Dados confirmaram esse posicionamento: a circulação de stablecoins na Solana e a receita do ecossistema às vezes superaram até a rede principal do Ethereum em meses específicos.

Ethereum: A Camada de Liquidação de Atacado

O Ethereum evoluiu para algo semelhante ao SWIFT ou ao sistema FedWire do Federal Reserve—não preocupado em processar compras de café em milissegundos, mas em processar pacotes de liquidação contendo milhares de transações submetidas por redes de Camada 2.

Essa divisão não era uma fraqueza competitiva; era maturação de mercado. Ativos de alto valor, baixa frequência—como títulos governamentais tokenizados, grandes liquidações transfronteiriças e RWA institucionais—preferiam predominantemente o Ethereum porque:

  • Segurança: nunca sofreu downtime em uma década
  • Descentralização: mais de 1,1 milhão de validadores
  • Clareza Regulamentar: explicitamente classificado como commodity
  • Compatibilidade Institucional: estrutura estabelecida para custódia e negociação bancária

Domínio do Ethereum em RWA

O setor de Ativos do Mundo Real, projetado para representar um mercado futuro de trilhões de dólares, demonstrou a vantagem competitiva do Ethereum de forma mais clara.

Apesar do crescimento rápido da Solana, os projetos de referência de RWA escolheram o Ethereum: fundos como o BUIDL da BlackRock, fundos on-chain da Franklin Templeton e iniciativas institucionais similares todos construídos sobre Ethereum. A lógica de escolha era simples: para ativos valendo centenas de milhões ou bilhões, segurança e confiabilidade comprovada superam infinitamente a velocidade de transação.

Uma queda do Ethereum é impensável no contexto de RWA; uma diferença de alguns milissegundos na latência é irrelevante.

O Salto de Fé: Da Crise de Identidade à Definição de Commodities

Em 2025, o Ethereum deu um salto perigoso—de um ativo confuso, ambíguo em sua identidade, preso entre narrativas concorrentes, para uma commodity digital claramente definida, com arquitetura econômica sustentável.

Redefiniu a cadeia de valor da blockchain não por velocidade ou novidade, mas por estabelecer-se como a base sobre a qual todas as outras aplicações blockchain dependem. As Camadas 2 prosperam; o Ethereum captura valor. Protocolos DeFi florescem; o Ethereum fornece segurança. Os mercados de RWA crescem; o Ethereum mantém a camada de confiança.
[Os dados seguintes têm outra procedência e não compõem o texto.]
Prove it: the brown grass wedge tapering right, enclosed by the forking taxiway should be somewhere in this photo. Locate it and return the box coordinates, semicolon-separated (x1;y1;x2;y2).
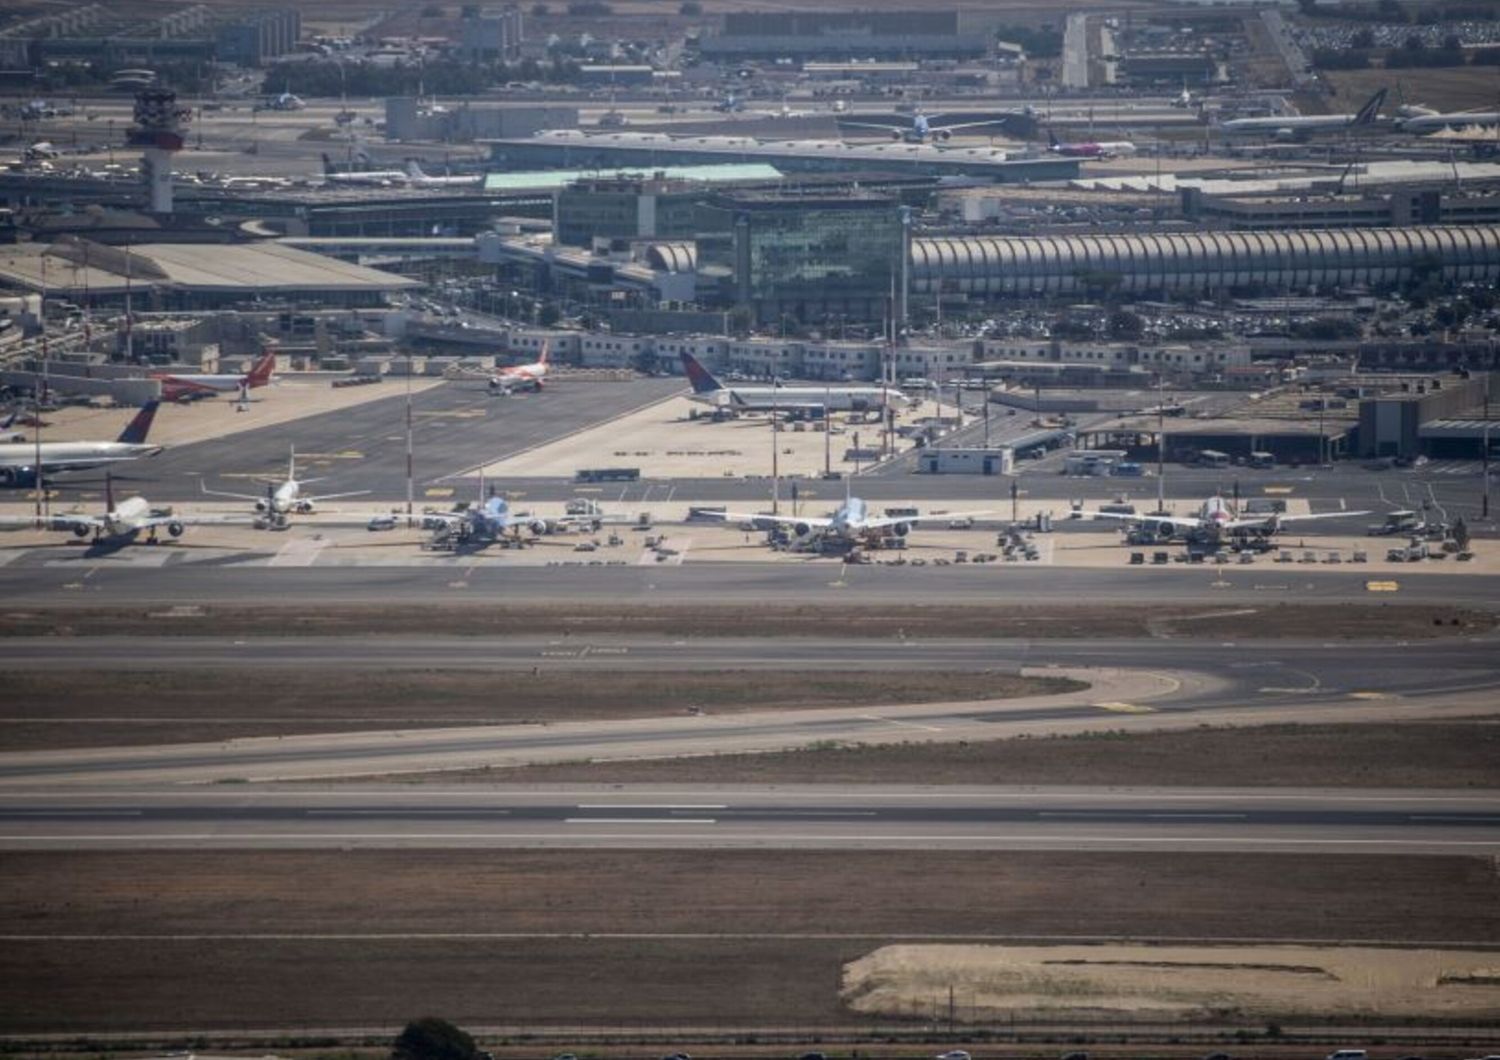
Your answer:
0;670;1083;751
O experimento da prisão Pulau Senang nos ensinou que idealismo sem incentivos econômicos inevitavelmente fracassa. O Ethereum aprendeu essa lição. Fusaka não substituiu idealismo por cinismo; alinhou idealismo com incentivos. As Camadas 2 ainda prosperam. Usuários ainda desfrutam de taxas baixas. Mas agora o L1 do Ethereum captura valor proporcional ao sucesso do ecossistema.

A atualização regulatória de 2025—que transformou o Ethereum de uma ambiguidade regulatória para uma commodity digital claramente definida—juntamente com a atualização Fusaka de 2025—reparando o mecanismo de captura de valor—criaram uma estrutura onde o capital institucional pode investir com clareza e confiança.

Em janeiro de 2026, o ETH é negociado a $3,01K, com uma capitalização de mercado de $363,23 bilhões. Mais importante, a rede de 1,1 milhão de validadores e o impulso de adoção institucional sugerem que o Ethereum finalmente respondeu à pergunta que assombrou 2025: Onde está a vantagem competitiva do Ethereum?

A resposta: a vantagem do Ethereum não está em velocidade, custo ou métricas técnicas isoladas. Está em ser a base mais segura, mais descentralizada e mais regulada para a cadeia de valor da economia digital global—exatamente os atributos que mais importam para ativos que valem trilhões.

2025 foi, sem dúvida, o ano de contradições do Ethereum—condenado por não ser nem Bitcoin nem Solana, mas transcendendo ambas as narrativas ao se tornar a pedra angular sobre a qual a economia digital legítima é construída. Se esse salto de fé cair em solo firme ou se dissolver em mais uma ilusão idealista, permanece a questão definidora para os anos vindouros.